I find myself emailing and texting a lot quicker than I will pick up the phone. I still meet up with my friends and have a lot of face to face contact; however, I have 1,000 rollover minutes as of today (from a year or so span.) I only have 450 minutes, plus 5,000 weekends on my monthly plan. I have unlimited texting and internet through the iPhone. Quasi-pathetic, in my book. I’m a pretty busy person, so sometimes it is easier to just text during the day instead of picking up the phone and having an actual conversation. I have friends all over the country, and many are international as well. Texting and SM has made it easier for me to communicate with those in different time zone.

However, I think by texting, and using social media tools exclusively, we are losing that core conversation component – hearing a person’s voice, hearing their emotion, hearing a laugh. I would much rather hear someone laugh than have them type to me “LOL.” Really? Are you really laughing out loud, or are you stroking my ego to make me think I am funny? I miss talking on the phone. Sometimes, when I call people it sounds like I am bothering them. So, I just text. I might phone you every once and awhile, but communication is a two-way street. Let me know what your means of communication is.

So, social media. I think it adds to communication, but if we don’t keep traditional means of communication around, it will take away from it. Social media isn’t a solution to communication problems, nor is it a substitute for picking up a phone. It reminds me of two different arguments: Writing a handwritten thank you note v. email; pitching a reporter by phone or relying solely on email. Which one wins out, or is better received? Sure, it depends on the person…. but just a thought. Social media, to me, adds to conversation value. We should still be picking up the phone and talking to each other.

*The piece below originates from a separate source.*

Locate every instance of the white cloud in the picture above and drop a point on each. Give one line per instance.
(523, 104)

If we depend on social media as our only and main source of communication in our daily lives, we might all turn into robots and start driving around in hovercrafts with an iPhone glued to our thumbs. (Disclaimer: I think the hovercraft idea is awesome.)

Let’s keep communicating….. cave-man style.

4 Comments leave one →
  1. March 9, 2009 4:28 pm

    As someone who just got an iPhone this weekend I’m not opposed to having it glued to my thumbs. In fact, I think it may already be.

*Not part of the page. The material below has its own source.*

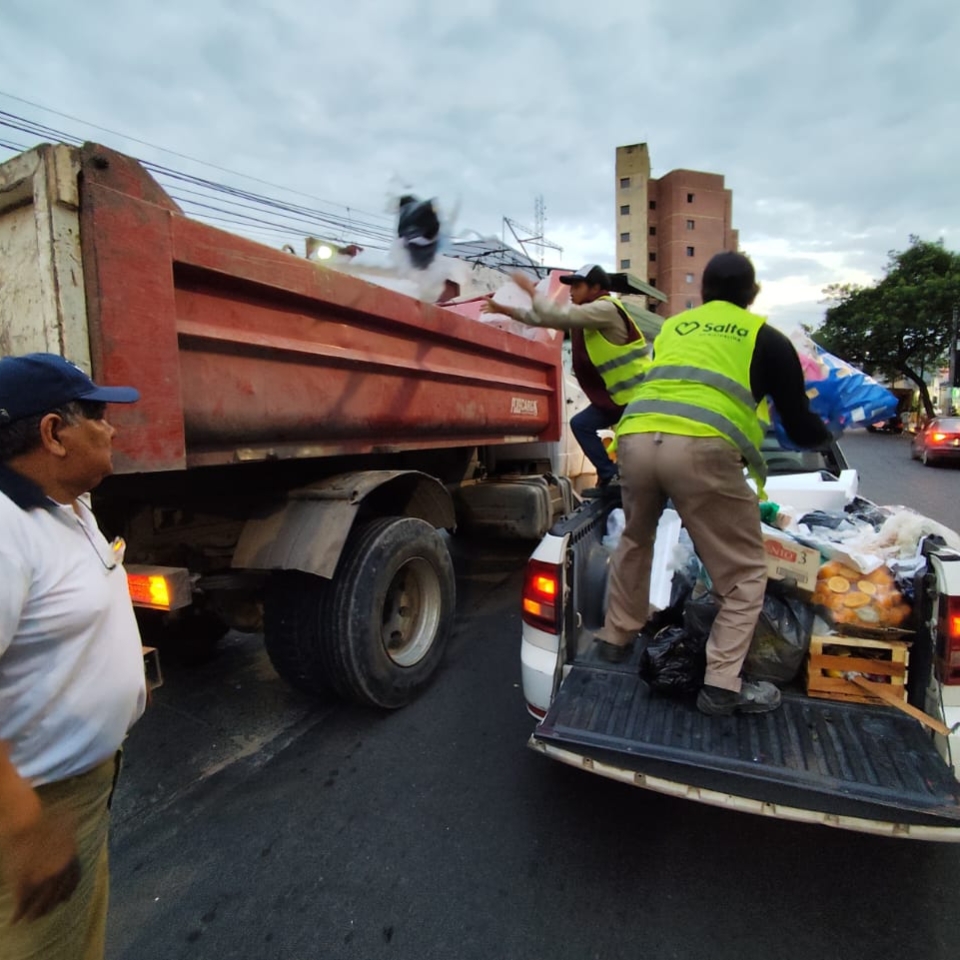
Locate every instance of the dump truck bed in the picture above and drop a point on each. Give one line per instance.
(243, 352)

    But you’re right about keeping the lines of “traditional communication” (i.e. speaking to people on the phone or in person, reading their facial expressions and body language, deciphering inflections in their voice) open. Social media should complement our usual means of communication, otherwise we lose what is personal and sacred about human beings: our complex yet satisfying means of communicating with one another.

    • March 9, 2009 4:35 pm

      I am a big fan of my iPhone, and sometimes I wonder how I would function with an “old-school” phone. It looks like we are on the same wavelength when it comes to having social media compliment traditional media – we should never lose that face to face value. Thanks for reading!

      Lauren

  2. March 10, 2009 4:11 am

    Thank you for the reminder for human communication being augmented with (not replaced by) social media. BTW, I would *love* a hovercraft!

    • March 10, 2009 11:56 am

      I want one too! I was wondering if anyone would catch the hovercraft reference and comment on it.